ÇÖZÜLMEYEN DİLLERİM
Deli deli esmek geçiyor içimden; toz kaplayan yürekleri canlandırmak, karanlığa küçük bir mum yakmak, külleri savurup ateşi canlandırmak… Üzerine ölü toprağı serpilmiş yığınları, bir üfleyişte silkip kendilerine getirmek…

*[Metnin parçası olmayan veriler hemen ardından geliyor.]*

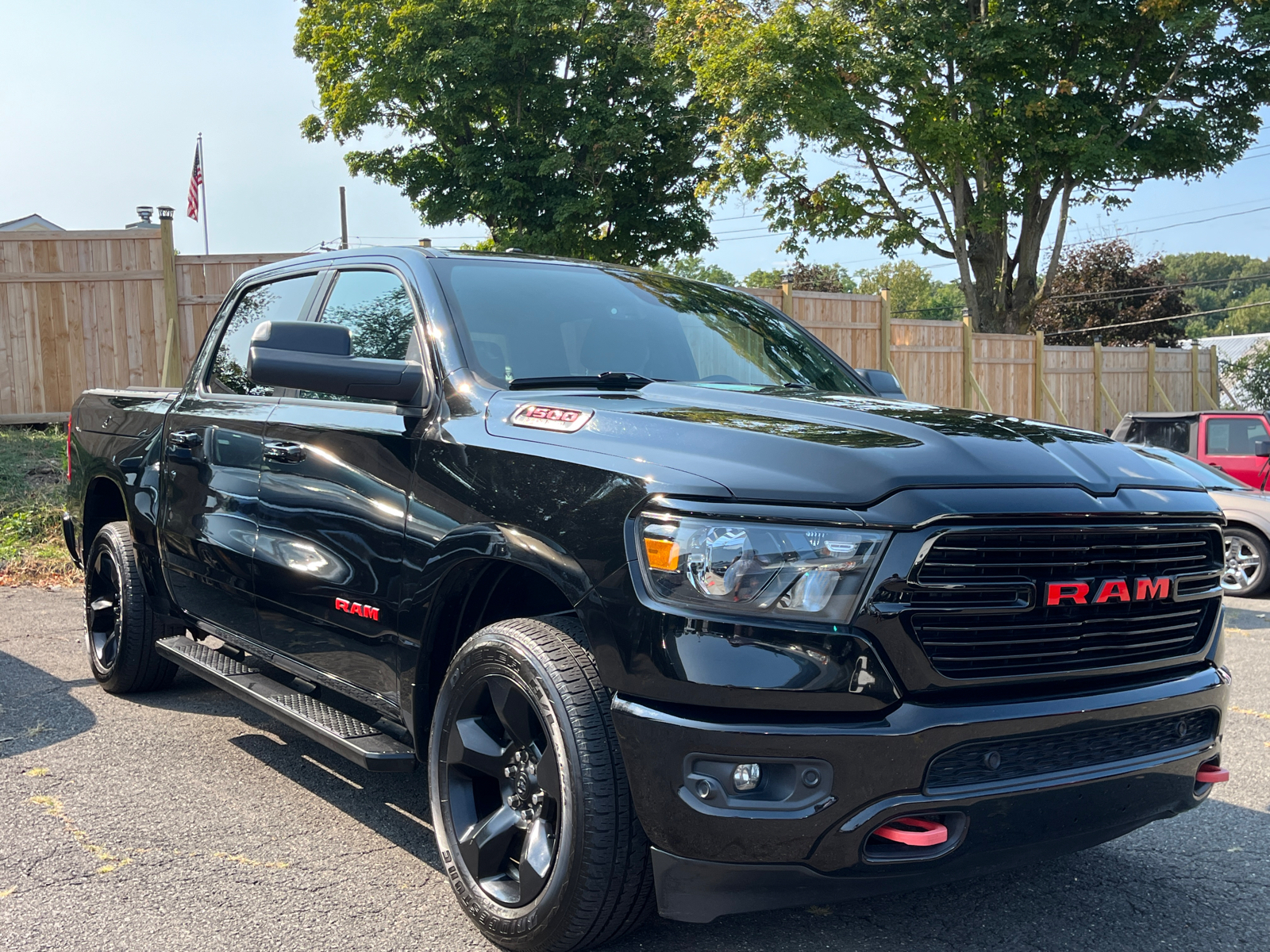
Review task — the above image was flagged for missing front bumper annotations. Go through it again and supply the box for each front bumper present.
[612,666,1227,922]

Dilime bir şarkının dizeleri takılıyor:
“
…
Bana esmeyi anlat
Bana sevmeyi anlat
Anlat ki çözülsün dilim
Ben rüzgarım demeliyim
Rüzgarlığı anlat bana
Senin gibi esmeliyim
……”
Rüzgar değil bir esinti bile olmayı unutmuş yarı ölülere bakıyorum acıyarak. Bir söz, diyorum. Bir tatlı söz, içinde sevgilerden iz olsun; bir bakış, canlılığıyla cümle karanlıklar ışısın; bir el, bütün eller bencilliğinden sıyrılıp biz olsun.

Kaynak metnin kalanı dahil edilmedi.